Academic NLG researchers, in contrast, mostly don’t seem to care if their systems occasionally produce garbage texts, as long as “on average” texts are good (since academic evaluations focus on average case). In our 2020 paper, Craig and I give the following example of a nonsensical output from a published neural NLG system
Markieff Morris also had a nice game off the bench, as he scored 20 points and swatted away late in the fourth quarter to give the Suns a commanding Game 1 loss to give the Suns a 118-0 record in the
Eastern Conference’s first playoff series with at least the Eastern Conference win in Game 5.
The author of this system never mentioned in papers that the system could produce such terrible narratives, and indeed may not have realised this (some authors just look at metrics and never read texts). Producing texts such as above, even once in a while, is not acceptable in commercial NLG.
Data
Academic NLG systems are invariably based on freely available public sports data sets. This makes life much easier for researchers, and also enhances replicability. Commercial NLG systems, in contrast, can use proprietary and paid-for data sets which are much richer.
There are good reasons for academics to use public data sets, and the sports data sets used by academic researchers are considerably more complex than most of the other data sets in GEM! The point I’m making here is that these data sets are still simpler than those used in commercial NLG systems, which means that in a sense academics are solving a different problem than commercial developers.
Final thoughts
Since sports NLG is of interest to both academic researchers and commercial NLG providers, its a good venue for exploring differences in approaches. I have focused on “requirements” rather than “technology” here, but we can see that academic researchers and commercial providers in many ways are working on different problems. Commercial providers target specific use cases, place a lot of important on domain knowledge, care deeply about robustness, and use rich data sources. Academics, in contrast, seem largely uninterested in use cases, domain knowledge, and robustness, and stick to free data sets. There are many other differences that I could list, eg commercial providers care about configurability and performance (run-time speed) and most academics ignore these issues.

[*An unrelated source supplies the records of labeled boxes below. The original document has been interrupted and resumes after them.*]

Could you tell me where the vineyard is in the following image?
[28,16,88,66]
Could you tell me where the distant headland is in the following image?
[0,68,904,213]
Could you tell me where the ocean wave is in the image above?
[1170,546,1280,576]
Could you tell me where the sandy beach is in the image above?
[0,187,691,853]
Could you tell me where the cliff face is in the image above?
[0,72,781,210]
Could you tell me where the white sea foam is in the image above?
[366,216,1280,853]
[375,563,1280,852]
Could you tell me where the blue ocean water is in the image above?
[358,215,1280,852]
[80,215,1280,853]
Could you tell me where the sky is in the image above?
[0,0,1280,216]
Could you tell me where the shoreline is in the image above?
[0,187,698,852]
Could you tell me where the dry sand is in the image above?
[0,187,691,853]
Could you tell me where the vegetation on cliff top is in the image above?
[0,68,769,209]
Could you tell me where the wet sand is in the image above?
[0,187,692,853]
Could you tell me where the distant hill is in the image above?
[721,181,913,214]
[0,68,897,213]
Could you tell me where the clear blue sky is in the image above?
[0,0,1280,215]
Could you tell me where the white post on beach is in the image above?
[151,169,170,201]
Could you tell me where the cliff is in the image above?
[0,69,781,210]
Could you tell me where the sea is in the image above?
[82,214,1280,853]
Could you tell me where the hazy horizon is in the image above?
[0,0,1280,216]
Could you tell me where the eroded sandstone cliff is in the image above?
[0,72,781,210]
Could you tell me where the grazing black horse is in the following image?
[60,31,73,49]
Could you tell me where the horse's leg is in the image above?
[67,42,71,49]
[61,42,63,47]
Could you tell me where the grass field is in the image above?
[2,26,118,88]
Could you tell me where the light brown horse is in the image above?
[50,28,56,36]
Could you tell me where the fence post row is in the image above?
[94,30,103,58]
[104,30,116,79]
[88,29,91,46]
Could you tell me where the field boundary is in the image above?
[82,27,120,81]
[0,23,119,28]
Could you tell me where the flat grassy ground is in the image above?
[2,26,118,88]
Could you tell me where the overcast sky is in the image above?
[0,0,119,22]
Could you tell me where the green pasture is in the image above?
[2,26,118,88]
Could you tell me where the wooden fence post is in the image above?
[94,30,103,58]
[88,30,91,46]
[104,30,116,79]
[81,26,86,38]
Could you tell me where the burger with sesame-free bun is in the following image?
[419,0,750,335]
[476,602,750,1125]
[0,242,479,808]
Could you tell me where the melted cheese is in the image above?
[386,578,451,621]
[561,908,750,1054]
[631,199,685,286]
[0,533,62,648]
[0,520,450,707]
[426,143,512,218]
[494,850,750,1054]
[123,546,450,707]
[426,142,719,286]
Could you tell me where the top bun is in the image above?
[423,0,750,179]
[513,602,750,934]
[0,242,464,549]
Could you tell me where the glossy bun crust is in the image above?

Of course there are exceptions! For example, in the Babytalk research project years ago (which was about medical NLG, not sports NLG), we focused on specific use cases, worked closely with domain experts, tried to make our systems robust, and used complex non-public data.
Anyways, I’m not expecting anyone to change the way they work, but I hope the above discussion helps academics understand how their work differs from commercial providers, and vice-versa.